By KC Vijayan
SINGAPORE - Thirteen Thai nationals have been convicted of cheating Marina Bay Sands (MBS) casino out of S$1.37 million (US$1.02 million) in what a judge described yesterday as a case "unparalleled both in terms of sophistication and sum cheated".
The nine men and four women, aged 24 to 53, each received jail sentences of between 12.75 months and 17.25 months after a district court hearing that ended last month.
The syndicate set up a fraudulent scheme to obtain cash chips between May 6 and 7 in 2013. "This was clearly the largest syndicated casino cheating operation that had struck Singapore up to that point," said District Judge Soh Sze Bian.

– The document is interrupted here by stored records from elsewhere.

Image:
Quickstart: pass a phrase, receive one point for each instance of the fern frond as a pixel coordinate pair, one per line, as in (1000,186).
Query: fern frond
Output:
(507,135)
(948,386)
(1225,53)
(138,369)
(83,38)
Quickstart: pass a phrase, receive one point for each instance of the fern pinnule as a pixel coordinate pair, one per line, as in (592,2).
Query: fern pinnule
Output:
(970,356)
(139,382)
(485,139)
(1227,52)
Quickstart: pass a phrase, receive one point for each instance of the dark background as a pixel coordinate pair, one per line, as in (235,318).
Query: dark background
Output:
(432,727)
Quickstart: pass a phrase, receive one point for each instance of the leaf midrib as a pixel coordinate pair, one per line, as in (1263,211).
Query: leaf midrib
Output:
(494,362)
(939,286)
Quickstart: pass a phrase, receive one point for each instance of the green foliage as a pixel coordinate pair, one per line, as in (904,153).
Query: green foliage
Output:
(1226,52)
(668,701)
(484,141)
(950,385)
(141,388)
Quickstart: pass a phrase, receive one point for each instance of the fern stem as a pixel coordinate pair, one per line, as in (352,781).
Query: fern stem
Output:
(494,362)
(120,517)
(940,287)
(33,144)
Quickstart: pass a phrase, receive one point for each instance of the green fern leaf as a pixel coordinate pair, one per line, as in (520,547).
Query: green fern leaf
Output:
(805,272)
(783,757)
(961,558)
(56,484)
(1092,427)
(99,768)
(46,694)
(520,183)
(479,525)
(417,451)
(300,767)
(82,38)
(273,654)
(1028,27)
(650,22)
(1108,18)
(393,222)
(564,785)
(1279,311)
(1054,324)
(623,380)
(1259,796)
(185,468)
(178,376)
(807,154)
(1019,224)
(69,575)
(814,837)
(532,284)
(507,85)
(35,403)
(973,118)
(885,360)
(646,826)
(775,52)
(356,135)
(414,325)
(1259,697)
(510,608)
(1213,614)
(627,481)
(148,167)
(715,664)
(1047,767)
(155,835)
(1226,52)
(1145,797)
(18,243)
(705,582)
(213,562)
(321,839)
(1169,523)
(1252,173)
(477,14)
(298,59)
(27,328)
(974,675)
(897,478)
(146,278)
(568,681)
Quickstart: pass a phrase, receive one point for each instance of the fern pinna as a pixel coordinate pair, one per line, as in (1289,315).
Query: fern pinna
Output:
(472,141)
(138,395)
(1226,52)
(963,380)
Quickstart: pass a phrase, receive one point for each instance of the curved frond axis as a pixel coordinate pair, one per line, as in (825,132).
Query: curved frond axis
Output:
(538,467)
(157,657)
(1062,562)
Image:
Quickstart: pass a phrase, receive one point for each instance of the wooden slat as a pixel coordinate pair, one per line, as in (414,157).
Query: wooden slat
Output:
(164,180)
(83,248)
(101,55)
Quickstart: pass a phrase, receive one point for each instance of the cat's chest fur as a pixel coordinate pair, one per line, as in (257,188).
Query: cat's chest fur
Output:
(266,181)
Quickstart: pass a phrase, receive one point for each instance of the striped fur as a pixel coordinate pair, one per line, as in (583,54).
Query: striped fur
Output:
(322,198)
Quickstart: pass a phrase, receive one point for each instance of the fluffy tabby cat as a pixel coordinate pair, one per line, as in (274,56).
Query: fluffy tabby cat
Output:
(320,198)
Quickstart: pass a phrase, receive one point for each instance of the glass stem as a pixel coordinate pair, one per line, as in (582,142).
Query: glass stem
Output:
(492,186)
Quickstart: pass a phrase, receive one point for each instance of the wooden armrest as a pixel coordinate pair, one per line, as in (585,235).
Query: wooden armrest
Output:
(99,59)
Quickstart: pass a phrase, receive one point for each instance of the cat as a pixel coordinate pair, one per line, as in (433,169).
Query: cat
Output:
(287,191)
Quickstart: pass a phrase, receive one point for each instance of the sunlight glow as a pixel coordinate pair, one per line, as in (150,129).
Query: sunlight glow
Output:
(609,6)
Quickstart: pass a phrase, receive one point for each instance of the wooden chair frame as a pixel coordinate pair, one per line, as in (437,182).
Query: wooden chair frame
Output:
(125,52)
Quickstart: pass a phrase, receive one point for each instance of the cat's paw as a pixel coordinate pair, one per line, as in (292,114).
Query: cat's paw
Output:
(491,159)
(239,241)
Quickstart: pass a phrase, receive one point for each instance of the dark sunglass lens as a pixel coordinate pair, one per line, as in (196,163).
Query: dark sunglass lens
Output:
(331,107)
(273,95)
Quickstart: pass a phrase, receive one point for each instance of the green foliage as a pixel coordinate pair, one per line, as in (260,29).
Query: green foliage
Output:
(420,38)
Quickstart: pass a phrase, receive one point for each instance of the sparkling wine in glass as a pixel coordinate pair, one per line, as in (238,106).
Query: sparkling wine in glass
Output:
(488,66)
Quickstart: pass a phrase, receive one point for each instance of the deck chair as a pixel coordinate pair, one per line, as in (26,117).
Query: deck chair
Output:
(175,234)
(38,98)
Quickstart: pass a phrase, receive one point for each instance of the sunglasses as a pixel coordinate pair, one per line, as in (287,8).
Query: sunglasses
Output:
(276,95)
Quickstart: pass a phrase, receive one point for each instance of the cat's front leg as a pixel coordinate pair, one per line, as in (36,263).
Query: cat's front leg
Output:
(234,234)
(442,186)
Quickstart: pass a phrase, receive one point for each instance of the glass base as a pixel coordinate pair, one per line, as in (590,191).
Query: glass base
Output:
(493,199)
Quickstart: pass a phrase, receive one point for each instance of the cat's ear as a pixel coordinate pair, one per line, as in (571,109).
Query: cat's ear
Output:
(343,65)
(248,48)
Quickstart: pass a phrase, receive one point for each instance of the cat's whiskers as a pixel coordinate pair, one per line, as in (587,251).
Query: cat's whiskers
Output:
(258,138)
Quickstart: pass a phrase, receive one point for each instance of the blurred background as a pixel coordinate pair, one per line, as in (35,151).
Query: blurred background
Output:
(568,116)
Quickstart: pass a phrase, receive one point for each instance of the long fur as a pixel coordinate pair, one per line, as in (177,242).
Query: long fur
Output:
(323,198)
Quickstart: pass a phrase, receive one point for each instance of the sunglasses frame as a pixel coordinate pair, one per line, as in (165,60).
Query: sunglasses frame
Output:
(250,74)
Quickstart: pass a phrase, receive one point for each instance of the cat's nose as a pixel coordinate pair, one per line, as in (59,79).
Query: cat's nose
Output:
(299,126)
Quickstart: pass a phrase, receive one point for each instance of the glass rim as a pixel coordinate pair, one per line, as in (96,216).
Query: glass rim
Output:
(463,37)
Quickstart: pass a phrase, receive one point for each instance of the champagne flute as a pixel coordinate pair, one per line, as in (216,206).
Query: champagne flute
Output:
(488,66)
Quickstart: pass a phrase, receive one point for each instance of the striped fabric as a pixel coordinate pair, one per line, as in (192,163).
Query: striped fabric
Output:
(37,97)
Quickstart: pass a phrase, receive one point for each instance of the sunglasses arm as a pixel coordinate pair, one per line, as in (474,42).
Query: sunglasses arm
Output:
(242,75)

The Thai nationals had been caught based partly on their suspicious activities captured on extensive closed circuit television footage.
Baccarat is a game in which bets are placed on either the banker or player having a winning hand of two or three cards.
Prosecutors led by Deputy Public Prosecutor Terence Chua showed that the group members had knowledge of a sequence of cards to place bets in order to win chips amounting to S$1.37 million.
Each of the 13 remained silent when called for their defence and jointly called an expert to testify on their behalf instead. Lawyer L. Devadason acted pro bono for the group in their mitigation.
District Judge Soh noted that the 109-day trial involved 53 witnesses and the jail terms were "entirely appropriate based on the facts and circumstances of the case".
The group collaborated to steal a playing card carrier from MBS casino on May 6, 2013, and took it back to a hotel room, where the cards were laid out, photographed, packed up and returned to the same cabinet in the same place.
The contents were photographed without disrupting the card sequence. The fraudsters even did a reconnaissance trip weeks earlier to test a key to open the cabinet.
District Judge Soh said although not every single one of the group was involved at each individual stage of the theft, all knew beforehand of their different functions, and "the collective purpose of these functions was to ensure the successful theft of the card carrier".
Group members rehearsed the plan to execute the theft and scam in Manila and at the Swissotel hotel here. The stolen card carrier that was returned was the same one used at the table on the following day where six of the group members took part in the baccarat game.
The group won S$1,372,300 in three hours of play from about 3am on May 7. Prosecutors argued they cheated not by winning every hand they played but by both winning and losing so as not to show a pattern.
Alleged mastermind Soum Sengmanivong, 53, who was the 14th accused and on bail, is said to have died in Laos in April this year. The court ordered a warrant of arrest to remain in force until more identification evidence is adduced. Police confiscated a total sum of about S$214,600 from the group.
Group members did a reconnaissance trip weeks earlier to test a key to open the cabinet. They rehearsed the plan to execute the theft and scam in Manila and at The Swissotel hotel here.
Members of the group crowding the area to conceal their theft of the card carrier from a cabinet. The group collaborated to steal the carrier containing playing cards, take it back to a hotel room where the cards were laid out and photographed, then packed up and returned (not pictured). The card sequence was not disrupted.